The accidental exposure of private information — or the theft of such data — is also cause for concern. “The scale of data breaches that the country has been witnessing [in this] existing legal vacuum may very well lead to infringement of our fundamental right to privacy,” Panjiar said. She added that “no provision exists to provide citizens who have been impacted by data breaches with adequate compensation.”

There are practical issues, too. Panjiar noted that guidelines require cyber incidents to be reported “within six hours of noticing such incidents or being brought to notice about such incidents,” without taking into account the kind of incident, its impact and the size of the affected company. (She also pointed out that CERT-In fails to define “data breach,” “service providers,” “intermediaries” and other terms.)

“An additional cause for concern, which has been noted by several tech companies, is that non-compliance has severe penal provisions,” Panjiar said.
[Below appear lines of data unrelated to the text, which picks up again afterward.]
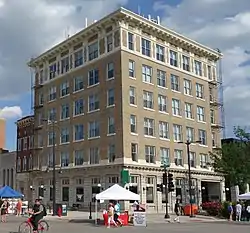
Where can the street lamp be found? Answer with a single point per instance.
(53, 164)
(187, 143)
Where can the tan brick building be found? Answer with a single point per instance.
(122, 93)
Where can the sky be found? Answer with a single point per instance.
(30, 27)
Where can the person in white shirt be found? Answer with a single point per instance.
(238, 211)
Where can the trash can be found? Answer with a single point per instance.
(64, 210)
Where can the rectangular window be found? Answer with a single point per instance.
(111, 125)
(148, 101)
(130, 41)
(161, 78)
(147, 74)
(110, 71)
(78, 107)
(177, 130)
(163, 130)
(176, 107)
(150, 154)
(134, 152)
(94, 103)
(149, 126)
(64, 135)
(178, 157)
(78, 132)
(93, 77)
(93, 51)
(175, 83)
(94, 155)
(111, 97)
(94, 129)
(187, 87)
(78, 83)
(146, 47)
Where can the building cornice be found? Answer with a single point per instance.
(127, 16)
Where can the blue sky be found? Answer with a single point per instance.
(39, 24)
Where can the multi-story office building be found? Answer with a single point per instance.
(24, 155)
(121, 94)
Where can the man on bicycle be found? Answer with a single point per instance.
(37, 214)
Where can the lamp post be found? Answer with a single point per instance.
(187, 143)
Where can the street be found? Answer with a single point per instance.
(193, 227)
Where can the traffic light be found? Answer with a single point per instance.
(170, 183)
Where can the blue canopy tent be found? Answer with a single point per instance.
(8, 192)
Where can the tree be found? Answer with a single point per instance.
(233, 159)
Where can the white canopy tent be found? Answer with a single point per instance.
(245, 196)
(116, 192)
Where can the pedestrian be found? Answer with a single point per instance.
(177, 211)
(238, 211)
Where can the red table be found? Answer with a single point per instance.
(122, 217)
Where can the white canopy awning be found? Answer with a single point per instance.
(116, 192)
(245, 196)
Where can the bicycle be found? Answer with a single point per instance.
(27, 227)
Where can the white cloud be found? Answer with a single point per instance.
(10, 112)
(223, 24)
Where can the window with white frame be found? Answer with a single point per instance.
(131, 69)
(185, 63)
(52, 93)
(176, 107)
(111, 153)
(132, 95)
(78, 132)
(94, 103)
(199, 91)
(64, 135)
(192, 157)
(198, 68)
(93, 50)
(173, 58)
(78, 107)
(64, 159)
(64, 111)
(149, 126)
(188, 111)
(93, 77)
(163, 130)
(78, 83)
(204, 161)
(94, 155)
(134, 152)
(148, 101)
(177, 130)
(110, 70)
(150, 154)
(147, 74)
(160, 53)
(130, 41)
(162, 103)
(164, 156)
(187, 87)
(178, 157)
(79, 157)
(175, 83)
(161, 78)
(111, 125)
(200, 113)
(202, 136)
(190, 134)
(146, 47)
(133, 124)
(111, 97)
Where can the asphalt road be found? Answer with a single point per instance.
(193, 227)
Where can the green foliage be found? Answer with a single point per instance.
(233, 159)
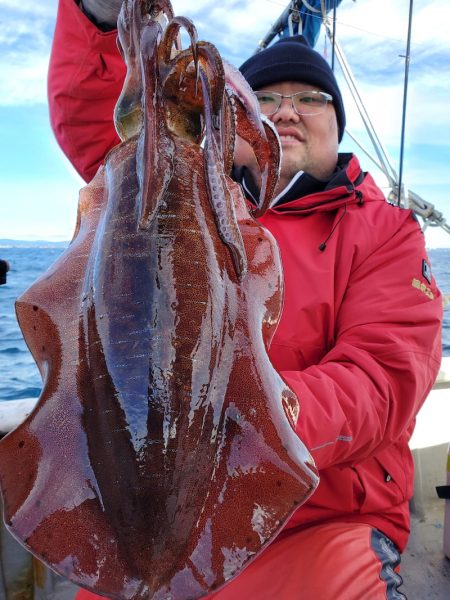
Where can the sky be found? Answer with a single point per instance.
(39, 188)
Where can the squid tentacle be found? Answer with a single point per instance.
(219, 194)
(155, 150)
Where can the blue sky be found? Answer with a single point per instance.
(39, 188)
This means companies without the capacity to report such incidents within the six-hour timeframe face a disproportionate risk of penalties.

That risk, combined with data localization requirements, as well as the costs incurred by attempting to comply with these new policies, could disincentivize foreign companies from bringing services and products to India. (Or, as many VPN providers have demonstrated, to pull their existing offerings.)

A broader issue

Concerns about these new requirements are compounded by India’s growing surveillance efforts as well as clampdowns on press freedom and personal liberties. Regulations like this have previously been introduced by authoritarian governments to gain more control over their citizens, Tyrylyte told README.

“If democracies follow the same path, it has the potential to affect people’s privacy as well as their freedom of speech,” she said. “One way or another, this law will likely have a negative impact on people’s privacy and digital security.”